Plusieurs marques historiques comme Turner vont payer les conséquences du revirement stratégique de leur Groupe et d’une image de marque inadaptée au nouvel écosystème D2C international.

La recomposition stratégique des groupes de médias autour du nouveau marché SVOD a remis en question le modèle des grands réseaux de télévision historiques.

Le nouveau paradigme de la distribution direct-to-consumer, via une plateforme de streaming, repose sur la capacité de projection d’une marque forte auprès du public.

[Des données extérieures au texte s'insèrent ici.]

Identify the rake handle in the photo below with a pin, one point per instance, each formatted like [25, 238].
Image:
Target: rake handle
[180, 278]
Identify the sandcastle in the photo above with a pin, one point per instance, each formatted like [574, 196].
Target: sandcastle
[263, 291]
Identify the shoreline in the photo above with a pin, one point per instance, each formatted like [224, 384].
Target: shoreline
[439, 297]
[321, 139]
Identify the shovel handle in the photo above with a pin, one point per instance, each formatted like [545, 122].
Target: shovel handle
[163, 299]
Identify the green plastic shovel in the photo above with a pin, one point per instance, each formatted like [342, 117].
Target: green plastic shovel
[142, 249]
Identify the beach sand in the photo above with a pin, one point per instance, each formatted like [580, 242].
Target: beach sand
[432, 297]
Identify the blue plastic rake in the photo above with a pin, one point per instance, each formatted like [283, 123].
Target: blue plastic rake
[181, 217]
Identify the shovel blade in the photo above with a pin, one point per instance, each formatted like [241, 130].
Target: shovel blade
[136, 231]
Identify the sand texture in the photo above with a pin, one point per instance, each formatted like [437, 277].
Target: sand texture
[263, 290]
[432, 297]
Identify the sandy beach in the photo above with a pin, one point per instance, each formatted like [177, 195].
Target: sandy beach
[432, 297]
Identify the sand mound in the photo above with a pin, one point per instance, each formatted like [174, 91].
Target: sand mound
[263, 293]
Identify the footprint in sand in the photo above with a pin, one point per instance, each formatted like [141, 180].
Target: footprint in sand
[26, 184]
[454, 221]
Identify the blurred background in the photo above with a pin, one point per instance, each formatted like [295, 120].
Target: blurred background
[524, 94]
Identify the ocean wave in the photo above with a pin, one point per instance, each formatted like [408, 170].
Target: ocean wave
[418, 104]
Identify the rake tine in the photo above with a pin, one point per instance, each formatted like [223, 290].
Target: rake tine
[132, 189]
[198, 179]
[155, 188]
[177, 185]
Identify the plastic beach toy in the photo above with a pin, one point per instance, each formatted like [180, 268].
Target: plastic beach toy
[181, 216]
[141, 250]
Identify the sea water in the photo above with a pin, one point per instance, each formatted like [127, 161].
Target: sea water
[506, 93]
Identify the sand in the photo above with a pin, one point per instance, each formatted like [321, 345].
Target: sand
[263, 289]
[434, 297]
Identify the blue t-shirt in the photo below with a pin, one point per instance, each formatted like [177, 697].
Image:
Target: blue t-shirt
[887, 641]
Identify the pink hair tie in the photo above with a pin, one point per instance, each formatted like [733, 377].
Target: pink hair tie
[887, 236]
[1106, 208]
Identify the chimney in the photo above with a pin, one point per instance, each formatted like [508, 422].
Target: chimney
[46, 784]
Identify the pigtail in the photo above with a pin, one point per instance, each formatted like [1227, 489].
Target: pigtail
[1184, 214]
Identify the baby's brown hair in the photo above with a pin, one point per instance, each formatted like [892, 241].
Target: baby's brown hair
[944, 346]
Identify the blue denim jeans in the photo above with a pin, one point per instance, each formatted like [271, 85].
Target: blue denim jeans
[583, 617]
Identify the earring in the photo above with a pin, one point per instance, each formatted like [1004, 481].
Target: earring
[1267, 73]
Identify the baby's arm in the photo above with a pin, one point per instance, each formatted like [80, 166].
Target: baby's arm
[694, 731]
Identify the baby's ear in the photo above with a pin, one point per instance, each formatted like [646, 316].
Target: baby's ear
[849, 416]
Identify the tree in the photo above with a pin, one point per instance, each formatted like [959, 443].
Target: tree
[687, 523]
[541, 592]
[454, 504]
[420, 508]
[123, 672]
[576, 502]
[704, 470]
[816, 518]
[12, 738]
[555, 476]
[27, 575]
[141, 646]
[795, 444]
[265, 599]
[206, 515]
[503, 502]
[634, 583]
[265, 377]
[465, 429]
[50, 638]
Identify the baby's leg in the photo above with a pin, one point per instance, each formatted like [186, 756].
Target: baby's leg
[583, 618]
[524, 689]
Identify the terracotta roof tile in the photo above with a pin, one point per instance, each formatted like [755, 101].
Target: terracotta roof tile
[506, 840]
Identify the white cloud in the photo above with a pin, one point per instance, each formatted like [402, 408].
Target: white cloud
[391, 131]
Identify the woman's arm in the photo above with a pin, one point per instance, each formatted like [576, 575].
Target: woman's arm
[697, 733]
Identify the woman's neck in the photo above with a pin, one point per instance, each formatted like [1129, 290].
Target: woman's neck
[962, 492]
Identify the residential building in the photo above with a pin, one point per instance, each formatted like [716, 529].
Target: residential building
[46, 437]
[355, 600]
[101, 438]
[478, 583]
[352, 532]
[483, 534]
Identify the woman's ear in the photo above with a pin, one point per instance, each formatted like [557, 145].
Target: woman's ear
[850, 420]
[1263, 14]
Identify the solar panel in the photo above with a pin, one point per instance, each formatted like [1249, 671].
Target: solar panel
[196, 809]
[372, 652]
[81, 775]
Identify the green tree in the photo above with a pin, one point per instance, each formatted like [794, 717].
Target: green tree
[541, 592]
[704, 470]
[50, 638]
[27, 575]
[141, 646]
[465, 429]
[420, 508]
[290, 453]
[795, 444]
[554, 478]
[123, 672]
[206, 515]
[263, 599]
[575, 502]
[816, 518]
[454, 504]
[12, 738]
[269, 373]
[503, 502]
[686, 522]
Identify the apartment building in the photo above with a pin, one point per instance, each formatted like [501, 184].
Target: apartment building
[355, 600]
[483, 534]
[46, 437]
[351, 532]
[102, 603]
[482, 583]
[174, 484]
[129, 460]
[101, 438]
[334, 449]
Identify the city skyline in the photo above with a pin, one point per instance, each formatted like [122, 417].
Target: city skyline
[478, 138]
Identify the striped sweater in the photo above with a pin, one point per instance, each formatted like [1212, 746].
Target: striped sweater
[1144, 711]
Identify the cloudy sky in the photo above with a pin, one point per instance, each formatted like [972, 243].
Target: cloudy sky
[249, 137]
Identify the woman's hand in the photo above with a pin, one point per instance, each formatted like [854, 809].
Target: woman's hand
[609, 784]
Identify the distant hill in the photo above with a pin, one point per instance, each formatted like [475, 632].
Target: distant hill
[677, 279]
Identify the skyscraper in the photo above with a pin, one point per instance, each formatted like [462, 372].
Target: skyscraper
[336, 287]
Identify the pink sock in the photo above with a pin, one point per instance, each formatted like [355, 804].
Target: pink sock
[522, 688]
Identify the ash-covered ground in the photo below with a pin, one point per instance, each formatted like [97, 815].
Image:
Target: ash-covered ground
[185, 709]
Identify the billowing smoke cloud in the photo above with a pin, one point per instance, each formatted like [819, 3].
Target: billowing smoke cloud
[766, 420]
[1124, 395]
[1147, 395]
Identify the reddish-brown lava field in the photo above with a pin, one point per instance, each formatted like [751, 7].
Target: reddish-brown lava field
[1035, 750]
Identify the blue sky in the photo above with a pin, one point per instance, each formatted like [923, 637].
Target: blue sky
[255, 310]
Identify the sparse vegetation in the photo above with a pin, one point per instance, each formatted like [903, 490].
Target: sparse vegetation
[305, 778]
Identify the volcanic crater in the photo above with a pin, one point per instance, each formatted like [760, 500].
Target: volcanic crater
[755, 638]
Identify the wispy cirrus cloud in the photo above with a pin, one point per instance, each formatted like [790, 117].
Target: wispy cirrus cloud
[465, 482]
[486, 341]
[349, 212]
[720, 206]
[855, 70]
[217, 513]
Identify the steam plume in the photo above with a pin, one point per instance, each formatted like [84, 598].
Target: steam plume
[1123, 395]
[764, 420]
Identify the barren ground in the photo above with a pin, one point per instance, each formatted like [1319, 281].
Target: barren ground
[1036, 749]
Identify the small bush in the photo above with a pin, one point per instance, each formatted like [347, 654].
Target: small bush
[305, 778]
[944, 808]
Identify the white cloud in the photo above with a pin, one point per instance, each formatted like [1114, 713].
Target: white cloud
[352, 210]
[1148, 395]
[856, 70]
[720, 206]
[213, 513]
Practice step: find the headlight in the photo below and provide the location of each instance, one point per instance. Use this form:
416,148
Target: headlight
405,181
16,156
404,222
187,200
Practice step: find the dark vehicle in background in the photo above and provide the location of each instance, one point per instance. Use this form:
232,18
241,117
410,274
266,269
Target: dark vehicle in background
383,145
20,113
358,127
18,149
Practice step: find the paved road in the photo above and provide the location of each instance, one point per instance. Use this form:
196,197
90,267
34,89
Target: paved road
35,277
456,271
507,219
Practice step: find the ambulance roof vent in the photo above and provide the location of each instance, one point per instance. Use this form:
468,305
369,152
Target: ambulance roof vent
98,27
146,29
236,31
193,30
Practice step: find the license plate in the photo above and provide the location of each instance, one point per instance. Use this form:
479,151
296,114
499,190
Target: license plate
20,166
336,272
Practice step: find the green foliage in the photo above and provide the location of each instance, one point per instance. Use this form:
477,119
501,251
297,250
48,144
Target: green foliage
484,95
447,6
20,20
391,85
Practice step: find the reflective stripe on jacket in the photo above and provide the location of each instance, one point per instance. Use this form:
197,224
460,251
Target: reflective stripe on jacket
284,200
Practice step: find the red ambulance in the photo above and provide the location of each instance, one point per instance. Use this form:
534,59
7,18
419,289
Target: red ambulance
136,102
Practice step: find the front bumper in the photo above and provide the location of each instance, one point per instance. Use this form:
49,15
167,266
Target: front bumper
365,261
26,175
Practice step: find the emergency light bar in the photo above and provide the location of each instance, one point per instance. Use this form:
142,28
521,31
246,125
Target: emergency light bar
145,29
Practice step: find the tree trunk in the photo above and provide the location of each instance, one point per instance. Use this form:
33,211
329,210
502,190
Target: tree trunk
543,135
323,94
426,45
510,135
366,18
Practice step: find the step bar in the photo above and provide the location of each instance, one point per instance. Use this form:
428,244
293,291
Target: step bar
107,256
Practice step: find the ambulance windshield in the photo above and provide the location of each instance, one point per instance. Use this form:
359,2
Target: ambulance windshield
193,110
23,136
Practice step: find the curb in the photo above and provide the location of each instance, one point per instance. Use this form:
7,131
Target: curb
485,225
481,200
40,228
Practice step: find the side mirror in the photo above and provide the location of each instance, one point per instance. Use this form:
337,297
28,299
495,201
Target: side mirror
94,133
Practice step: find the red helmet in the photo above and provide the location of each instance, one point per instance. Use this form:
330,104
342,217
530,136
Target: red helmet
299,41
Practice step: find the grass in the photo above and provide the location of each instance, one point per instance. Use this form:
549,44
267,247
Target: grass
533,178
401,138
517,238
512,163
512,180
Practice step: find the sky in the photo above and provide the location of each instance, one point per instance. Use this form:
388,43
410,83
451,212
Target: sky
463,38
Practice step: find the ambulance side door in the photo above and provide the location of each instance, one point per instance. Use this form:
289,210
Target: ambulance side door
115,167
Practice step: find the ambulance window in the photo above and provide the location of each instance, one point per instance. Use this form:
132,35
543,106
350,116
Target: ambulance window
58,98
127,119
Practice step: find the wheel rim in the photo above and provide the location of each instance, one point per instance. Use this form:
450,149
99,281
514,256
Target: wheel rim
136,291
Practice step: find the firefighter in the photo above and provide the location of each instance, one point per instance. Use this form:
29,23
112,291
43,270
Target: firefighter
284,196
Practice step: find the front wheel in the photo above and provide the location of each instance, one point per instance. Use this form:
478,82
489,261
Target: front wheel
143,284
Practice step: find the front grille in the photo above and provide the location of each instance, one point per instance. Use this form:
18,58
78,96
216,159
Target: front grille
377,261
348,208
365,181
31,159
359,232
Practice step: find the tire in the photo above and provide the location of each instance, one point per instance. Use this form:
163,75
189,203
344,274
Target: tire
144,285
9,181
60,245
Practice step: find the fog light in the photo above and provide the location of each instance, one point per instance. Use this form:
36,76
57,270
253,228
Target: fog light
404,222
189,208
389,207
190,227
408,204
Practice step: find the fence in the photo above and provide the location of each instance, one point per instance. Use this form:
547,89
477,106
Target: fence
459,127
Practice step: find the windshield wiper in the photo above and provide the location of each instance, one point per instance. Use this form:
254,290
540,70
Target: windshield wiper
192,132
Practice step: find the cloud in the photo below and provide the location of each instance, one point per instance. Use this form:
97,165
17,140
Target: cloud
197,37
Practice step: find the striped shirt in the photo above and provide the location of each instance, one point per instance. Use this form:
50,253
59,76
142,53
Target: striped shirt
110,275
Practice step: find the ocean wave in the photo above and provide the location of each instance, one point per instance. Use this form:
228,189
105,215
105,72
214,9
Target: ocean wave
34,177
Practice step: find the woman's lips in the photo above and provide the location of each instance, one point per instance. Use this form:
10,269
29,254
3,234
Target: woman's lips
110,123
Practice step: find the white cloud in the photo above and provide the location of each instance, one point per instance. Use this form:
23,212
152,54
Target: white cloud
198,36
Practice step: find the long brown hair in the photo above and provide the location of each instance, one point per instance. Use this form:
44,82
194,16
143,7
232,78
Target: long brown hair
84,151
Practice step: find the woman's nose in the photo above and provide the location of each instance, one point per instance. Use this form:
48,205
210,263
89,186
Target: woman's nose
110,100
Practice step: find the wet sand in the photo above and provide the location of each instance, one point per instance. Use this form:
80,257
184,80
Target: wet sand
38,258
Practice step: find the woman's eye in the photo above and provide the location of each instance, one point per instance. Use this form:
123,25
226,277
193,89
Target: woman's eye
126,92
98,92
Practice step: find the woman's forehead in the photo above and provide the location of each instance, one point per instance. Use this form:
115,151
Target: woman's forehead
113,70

Or, la force de compagnies comme Turner, Viacom ou 21st Century Fox réside avant tout dans des marques-chaînes qu’elle distribuent via des opérateurs partenaires. Les marques de ces compagnies sont le plus souvent méconnues du grand public et leurs groupes respectifs ne peuvent espérer les brandir pour affronter des marques aussi puissantes que Netflix.

Leaders historiques de la distribution B2B, ces marques n’ont pourtant pas leur place dans le nouvel écosystème de leurs groupes.

Un bouleversement du marché dont la compréhension est fondamentale pour saisir les enjeux de la transition SVOD ; ce qui le désigne tout naturellement pour ce premier article.

1/ Des marques-programmes aux marques-chaînes :
la stratégie B2B

Ensemble de marques de télévision américaines

Comprendre les groupes de télévision

Les portfolios des grands réseaux de télévision américains présentent une variété considérable de contenus dont la distribution massive a fortement contribué à les établir comme des programmes cultes. Ces contenus emblématiques et identifiables sont définis comme ce que l’on appelle « marques-programmes ».

La marque-programme est une notion marketing qui s’intéresse à l’efficacité d’un contenu, dont on va considérer la nature et la qualité, sur l’engagement qu’il suscite. Ce concept est issu du secteur publicitaire mais se révèle également pertinent dans l’analyse de la construction du capital de marque pour toute l’industrie télévisée.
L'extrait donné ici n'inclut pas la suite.